Nirenberg [6] lists Lewy's mathematical papers under the following topics: (i) partial differential equations involving existence and regularity theory for elliptic and hyperbolic equations, geometric applications, approximation of solutions; (ii) existence and regularity of variational problems, free boundary problems, theory of minimal surfaces; (iii) partial differential equations connected with several complex variables; (iv) partial differential equations connected with water waves and fluid dynamics; (v) offbeat properties of solutions of partial differential equations. Among the first papers he published after emigrating to the United States were A priori limitations for solutions of Monge-Ampère equations (two papers, the first in 1935, the second two years later), and On differential geometry in the large : Minkowski's problem (1938). Minkowski's problem is to construct a convex surface in three dimensional space that realises a given curvature as a function of the direction of the normal. He published Water waves on sloping beaches in 1946 studying the progressive wave on sloping beaches in two dimensions neglecting compressibility and assuming zero viscosity. The dock problem, written jointly with Friedrichs two years later, gives an explicit solution for the dock problem over a fluid of infinite depth. The solution is given by the sum of two integrals of Laplace type taken over a complex path of integration.

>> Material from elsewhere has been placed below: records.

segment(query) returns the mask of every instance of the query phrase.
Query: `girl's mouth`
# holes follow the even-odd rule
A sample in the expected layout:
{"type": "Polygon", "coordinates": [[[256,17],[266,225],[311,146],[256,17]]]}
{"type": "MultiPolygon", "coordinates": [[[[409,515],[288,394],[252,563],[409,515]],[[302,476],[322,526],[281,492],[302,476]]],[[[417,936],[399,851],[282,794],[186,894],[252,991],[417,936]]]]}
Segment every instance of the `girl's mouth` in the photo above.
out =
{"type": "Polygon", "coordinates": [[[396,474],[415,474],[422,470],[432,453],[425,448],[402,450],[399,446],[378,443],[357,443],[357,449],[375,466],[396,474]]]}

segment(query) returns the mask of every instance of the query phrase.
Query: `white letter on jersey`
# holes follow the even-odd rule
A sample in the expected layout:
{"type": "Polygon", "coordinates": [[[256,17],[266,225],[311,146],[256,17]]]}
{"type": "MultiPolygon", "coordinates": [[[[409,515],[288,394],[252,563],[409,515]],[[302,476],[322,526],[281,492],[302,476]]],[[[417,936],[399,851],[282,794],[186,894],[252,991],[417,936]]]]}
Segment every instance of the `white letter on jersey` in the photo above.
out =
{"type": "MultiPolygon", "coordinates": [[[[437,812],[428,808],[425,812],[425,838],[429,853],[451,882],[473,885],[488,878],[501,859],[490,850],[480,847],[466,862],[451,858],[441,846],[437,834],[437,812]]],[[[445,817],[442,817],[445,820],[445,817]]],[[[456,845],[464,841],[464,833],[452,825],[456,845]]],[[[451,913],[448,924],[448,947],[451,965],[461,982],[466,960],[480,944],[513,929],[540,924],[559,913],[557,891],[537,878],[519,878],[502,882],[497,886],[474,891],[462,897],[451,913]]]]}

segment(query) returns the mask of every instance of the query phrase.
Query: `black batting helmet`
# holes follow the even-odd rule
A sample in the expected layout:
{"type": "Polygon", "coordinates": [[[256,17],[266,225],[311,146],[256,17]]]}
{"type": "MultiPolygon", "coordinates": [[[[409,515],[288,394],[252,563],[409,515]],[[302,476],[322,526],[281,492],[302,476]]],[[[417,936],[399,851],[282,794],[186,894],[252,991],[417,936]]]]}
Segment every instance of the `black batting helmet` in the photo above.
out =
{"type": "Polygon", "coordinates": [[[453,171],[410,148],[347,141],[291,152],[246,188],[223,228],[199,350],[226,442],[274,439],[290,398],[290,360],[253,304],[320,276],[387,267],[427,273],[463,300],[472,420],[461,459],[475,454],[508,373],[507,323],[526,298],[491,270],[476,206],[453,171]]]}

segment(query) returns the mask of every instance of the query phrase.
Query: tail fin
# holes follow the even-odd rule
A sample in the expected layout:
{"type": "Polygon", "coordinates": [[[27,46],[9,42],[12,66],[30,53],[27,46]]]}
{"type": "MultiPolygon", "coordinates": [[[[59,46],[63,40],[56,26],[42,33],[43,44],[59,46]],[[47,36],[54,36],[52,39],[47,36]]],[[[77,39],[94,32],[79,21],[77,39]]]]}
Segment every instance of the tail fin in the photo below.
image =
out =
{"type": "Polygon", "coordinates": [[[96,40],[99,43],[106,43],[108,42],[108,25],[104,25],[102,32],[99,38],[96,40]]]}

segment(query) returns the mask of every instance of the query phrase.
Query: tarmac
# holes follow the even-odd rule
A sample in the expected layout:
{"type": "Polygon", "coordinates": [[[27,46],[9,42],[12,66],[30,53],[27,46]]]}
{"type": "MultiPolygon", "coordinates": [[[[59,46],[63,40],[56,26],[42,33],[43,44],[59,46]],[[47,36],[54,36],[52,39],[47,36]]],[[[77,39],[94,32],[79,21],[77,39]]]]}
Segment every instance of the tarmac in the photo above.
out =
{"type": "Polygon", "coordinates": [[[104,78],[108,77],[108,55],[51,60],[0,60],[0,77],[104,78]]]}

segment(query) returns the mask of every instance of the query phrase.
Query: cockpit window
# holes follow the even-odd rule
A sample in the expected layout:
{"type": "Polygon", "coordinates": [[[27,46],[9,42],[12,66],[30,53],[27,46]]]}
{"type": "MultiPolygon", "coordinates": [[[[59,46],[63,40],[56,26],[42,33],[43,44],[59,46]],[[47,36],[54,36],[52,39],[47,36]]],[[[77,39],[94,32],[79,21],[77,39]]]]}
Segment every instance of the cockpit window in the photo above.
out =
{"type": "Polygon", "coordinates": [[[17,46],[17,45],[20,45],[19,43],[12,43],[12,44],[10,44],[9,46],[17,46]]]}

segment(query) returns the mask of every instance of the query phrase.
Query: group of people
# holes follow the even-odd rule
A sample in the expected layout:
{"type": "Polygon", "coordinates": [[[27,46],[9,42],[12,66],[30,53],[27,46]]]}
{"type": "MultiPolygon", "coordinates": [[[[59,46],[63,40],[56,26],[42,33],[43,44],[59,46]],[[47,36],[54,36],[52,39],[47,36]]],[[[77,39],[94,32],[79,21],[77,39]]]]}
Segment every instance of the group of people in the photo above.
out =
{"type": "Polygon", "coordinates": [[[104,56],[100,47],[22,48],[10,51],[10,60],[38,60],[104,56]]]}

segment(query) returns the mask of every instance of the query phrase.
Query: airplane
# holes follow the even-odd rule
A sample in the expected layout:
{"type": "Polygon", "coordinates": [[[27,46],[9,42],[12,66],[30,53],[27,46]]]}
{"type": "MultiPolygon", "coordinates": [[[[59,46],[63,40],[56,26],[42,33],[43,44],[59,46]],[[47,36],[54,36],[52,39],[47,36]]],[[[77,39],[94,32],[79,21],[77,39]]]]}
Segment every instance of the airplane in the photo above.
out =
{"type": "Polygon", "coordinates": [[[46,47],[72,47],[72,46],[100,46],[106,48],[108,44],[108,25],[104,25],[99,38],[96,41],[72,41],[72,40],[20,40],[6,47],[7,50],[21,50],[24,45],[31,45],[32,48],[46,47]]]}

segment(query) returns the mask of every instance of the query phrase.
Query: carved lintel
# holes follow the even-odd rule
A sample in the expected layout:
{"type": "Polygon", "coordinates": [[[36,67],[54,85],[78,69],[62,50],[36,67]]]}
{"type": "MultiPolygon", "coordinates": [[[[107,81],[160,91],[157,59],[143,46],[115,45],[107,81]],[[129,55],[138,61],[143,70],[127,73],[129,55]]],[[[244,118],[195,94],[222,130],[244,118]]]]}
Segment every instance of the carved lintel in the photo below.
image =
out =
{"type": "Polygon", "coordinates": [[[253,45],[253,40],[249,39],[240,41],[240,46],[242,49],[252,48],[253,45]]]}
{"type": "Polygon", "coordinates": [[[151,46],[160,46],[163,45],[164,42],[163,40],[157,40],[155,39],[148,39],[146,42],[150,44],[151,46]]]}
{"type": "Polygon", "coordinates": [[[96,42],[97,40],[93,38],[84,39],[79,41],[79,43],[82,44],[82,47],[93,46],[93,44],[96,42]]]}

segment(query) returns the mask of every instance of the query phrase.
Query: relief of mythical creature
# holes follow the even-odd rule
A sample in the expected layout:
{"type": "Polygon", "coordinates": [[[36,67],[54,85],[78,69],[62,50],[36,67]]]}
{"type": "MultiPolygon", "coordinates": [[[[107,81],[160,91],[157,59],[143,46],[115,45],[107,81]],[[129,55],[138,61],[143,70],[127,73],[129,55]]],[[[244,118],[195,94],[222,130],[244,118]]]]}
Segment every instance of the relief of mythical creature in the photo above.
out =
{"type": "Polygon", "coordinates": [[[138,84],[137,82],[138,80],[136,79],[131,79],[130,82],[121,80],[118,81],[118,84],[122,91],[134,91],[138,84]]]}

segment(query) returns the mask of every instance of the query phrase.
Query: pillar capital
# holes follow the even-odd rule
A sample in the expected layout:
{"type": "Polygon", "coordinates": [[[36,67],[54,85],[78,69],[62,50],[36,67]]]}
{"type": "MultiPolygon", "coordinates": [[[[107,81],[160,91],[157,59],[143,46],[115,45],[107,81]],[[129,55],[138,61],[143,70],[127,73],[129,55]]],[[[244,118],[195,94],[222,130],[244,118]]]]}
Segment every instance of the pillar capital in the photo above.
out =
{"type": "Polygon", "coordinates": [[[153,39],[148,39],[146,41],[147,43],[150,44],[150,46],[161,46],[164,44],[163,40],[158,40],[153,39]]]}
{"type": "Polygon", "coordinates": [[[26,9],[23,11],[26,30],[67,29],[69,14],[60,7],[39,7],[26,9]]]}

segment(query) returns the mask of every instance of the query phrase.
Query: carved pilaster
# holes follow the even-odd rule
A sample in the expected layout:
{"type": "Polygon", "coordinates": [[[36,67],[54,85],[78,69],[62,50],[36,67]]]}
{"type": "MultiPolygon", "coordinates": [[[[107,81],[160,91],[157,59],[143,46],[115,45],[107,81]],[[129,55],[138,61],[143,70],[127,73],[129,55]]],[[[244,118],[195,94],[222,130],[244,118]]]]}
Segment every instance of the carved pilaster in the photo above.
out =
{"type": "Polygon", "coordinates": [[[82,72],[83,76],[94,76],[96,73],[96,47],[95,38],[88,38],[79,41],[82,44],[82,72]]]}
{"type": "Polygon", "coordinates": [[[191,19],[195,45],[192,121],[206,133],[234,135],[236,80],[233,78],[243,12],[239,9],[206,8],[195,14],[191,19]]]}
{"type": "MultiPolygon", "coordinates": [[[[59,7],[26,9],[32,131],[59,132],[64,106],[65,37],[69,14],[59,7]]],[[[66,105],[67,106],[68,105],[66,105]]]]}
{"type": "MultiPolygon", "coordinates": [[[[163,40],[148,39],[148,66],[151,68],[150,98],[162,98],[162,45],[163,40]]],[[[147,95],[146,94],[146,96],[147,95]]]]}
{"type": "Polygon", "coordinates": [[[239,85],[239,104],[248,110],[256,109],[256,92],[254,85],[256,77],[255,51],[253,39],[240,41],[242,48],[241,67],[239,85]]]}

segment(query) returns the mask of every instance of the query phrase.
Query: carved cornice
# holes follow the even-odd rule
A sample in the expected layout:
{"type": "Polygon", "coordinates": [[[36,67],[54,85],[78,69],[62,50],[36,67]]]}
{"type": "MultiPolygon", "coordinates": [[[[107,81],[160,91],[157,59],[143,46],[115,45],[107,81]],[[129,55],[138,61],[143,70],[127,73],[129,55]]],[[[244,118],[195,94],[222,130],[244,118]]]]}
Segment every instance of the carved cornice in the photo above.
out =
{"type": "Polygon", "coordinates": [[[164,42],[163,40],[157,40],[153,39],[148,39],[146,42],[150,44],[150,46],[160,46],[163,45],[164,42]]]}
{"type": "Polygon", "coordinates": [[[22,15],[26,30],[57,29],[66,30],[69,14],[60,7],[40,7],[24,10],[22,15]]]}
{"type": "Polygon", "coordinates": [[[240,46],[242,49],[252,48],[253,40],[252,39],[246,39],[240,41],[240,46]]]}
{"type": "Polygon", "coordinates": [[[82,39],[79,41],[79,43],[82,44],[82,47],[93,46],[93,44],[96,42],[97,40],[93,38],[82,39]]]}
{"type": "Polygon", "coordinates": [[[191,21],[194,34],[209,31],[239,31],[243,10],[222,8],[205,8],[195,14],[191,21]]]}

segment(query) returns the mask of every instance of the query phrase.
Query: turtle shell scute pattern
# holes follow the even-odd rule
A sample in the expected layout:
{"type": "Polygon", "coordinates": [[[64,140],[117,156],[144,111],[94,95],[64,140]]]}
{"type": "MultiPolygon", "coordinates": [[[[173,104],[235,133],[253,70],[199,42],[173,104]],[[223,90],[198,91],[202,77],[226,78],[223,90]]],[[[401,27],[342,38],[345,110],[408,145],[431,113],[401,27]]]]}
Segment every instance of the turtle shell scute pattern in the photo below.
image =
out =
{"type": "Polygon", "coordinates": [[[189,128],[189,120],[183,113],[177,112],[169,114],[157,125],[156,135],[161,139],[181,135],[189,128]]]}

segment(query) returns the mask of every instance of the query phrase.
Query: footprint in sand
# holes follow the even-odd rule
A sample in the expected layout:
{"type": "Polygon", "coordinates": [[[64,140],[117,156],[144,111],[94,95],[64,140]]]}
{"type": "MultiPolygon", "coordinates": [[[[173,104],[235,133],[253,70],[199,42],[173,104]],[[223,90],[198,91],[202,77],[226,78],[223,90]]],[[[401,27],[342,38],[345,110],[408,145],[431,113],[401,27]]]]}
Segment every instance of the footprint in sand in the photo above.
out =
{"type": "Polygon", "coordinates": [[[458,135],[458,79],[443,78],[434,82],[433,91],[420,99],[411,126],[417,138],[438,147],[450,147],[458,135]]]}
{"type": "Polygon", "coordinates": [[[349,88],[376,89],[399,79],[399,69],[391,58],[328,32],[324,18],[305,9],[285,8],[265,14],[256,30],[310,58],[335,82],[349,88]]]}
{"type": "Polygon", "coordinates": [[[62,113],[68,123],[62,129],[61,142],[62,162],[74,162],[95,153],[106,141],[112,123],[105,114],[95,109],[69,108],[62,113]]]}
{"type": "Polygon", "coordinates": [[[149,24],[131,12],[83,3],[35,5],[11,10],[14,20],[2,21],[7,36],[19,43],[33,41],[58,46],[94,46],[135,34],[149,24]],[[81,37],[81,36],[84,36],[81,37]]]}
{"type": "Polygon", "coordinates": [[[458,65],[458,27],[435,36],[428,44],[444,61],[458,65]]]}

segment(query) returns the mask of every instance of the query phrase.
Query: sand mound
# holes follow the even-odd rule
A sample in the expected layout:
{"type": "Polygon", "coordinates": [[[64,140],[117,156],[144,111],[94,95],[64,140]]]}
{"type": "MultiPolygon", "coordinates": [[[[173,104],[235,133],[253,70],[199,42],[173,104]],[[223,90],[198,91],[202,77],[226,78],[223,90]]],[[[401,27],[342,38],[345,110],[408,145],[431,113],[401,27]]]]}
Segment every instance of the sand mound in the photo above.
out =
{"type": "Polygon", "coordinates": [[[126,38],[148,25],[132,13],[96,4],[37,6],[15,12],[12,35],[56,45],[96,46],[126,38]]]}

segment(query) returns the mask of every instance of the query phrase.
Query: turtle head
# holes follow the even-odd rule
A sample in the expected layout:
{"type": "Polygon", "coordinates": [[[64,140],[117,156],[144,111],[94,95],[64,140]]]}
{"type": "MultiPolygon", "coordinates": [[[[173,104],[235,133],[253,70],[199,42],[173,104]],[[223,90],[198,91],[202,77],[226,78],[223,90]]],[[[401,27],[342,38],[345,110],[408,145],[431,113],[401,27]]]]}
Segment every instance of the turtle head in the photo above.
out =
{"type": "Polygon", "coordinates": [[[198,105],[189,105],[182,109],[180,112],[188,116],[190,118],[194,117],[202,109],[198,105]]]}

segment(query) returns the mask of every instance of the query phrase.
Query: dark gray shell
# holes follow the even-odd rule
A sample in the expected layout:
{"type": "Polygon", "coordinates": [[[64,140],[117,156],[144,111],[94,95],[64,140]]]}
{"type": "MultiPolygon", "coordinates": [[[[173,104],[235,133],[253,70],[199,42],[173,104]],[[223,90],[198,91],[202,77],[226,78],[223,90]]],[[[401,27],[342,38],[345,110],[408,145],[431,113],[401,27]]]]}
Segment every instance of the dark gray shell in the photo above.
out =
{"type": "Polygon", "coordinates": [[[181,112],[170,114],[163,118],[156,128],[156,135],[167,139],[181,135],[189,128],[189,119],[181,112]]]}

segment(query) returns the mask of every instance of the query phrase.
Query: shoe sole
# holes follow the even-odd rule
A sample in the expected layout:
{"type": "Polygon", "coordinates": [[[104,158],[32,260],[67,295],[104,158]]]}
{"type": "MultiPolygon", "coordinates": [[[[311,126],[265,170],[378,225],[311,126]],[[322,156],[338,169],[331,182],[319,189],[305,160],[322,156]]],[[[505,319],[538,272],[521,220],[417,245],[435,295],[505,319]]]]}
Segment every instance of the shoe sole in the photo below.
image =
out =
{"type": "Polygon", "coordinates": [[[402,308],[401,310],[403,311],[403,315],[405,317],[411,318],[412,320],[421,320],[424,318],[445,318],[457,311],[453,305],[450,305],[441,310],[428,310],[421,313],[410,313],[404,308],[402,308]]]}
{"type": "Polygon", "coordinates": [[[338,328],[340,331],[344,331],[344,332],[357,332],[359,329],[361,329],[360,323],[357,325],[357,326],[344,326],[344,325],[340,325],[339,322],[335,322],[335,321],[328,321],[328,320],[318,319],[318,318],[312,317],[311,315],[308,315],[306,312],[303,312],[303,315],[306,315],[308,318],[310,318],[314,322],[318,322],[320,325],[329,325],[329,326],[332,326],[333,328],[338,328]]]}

Another paper of major importance which Lewy published in 1951 was On minimal surfaces with partially free boundary which examines the continuation of minimal surfaces across analytic boundary arcs. His paper An example of a smooth linear partial differential equation without solution (1957) gave a simple partial differential equation which has no solution, a result which had a substantial impact on the area. This work led Lewy to two later papers on the theory of functions of several complex variables for which he received the Steele Prize of the American Mathematical Society in 1979.
Lewy received many honours for his mathematical contributions. He was elected a member of the National Academy of Sciences (United States), the American Academy of Arts and Sciences, and the Accademia dei Lincei (Rome). We mentioned above that the American Mathematical Society awarded him its Steele Prize in 1979. In 1986 he was awarded the prize of the Wolf Foundation along with Kodaira. In 1986 he received an honorary doctorate from the University of Bonn.
Lewy had wide-ranging talents and interests both within and outside mathematics. He loved music and languages, demonstrated an energy and enthusiasm for everything he undertook, showing a modesty, lack of pretension, and flair for philosophising. M Protter, J L Kelley, T Kato, and D H Lehmer write:-
He was noted in Berkeley for being a warm person with a fine sense of humour.
They also illustrate his character with the following episode:-
[He] was known as a person of integrity and strong moral principles. In 1950, he refused to sign a special loyalty oath imposed on the faculty by the University of California's Board of Regents; for this reason he and a number of other professors were fired. They were later vindicated and reinstated when the courts determined that taking the oath would have violated their civil rights.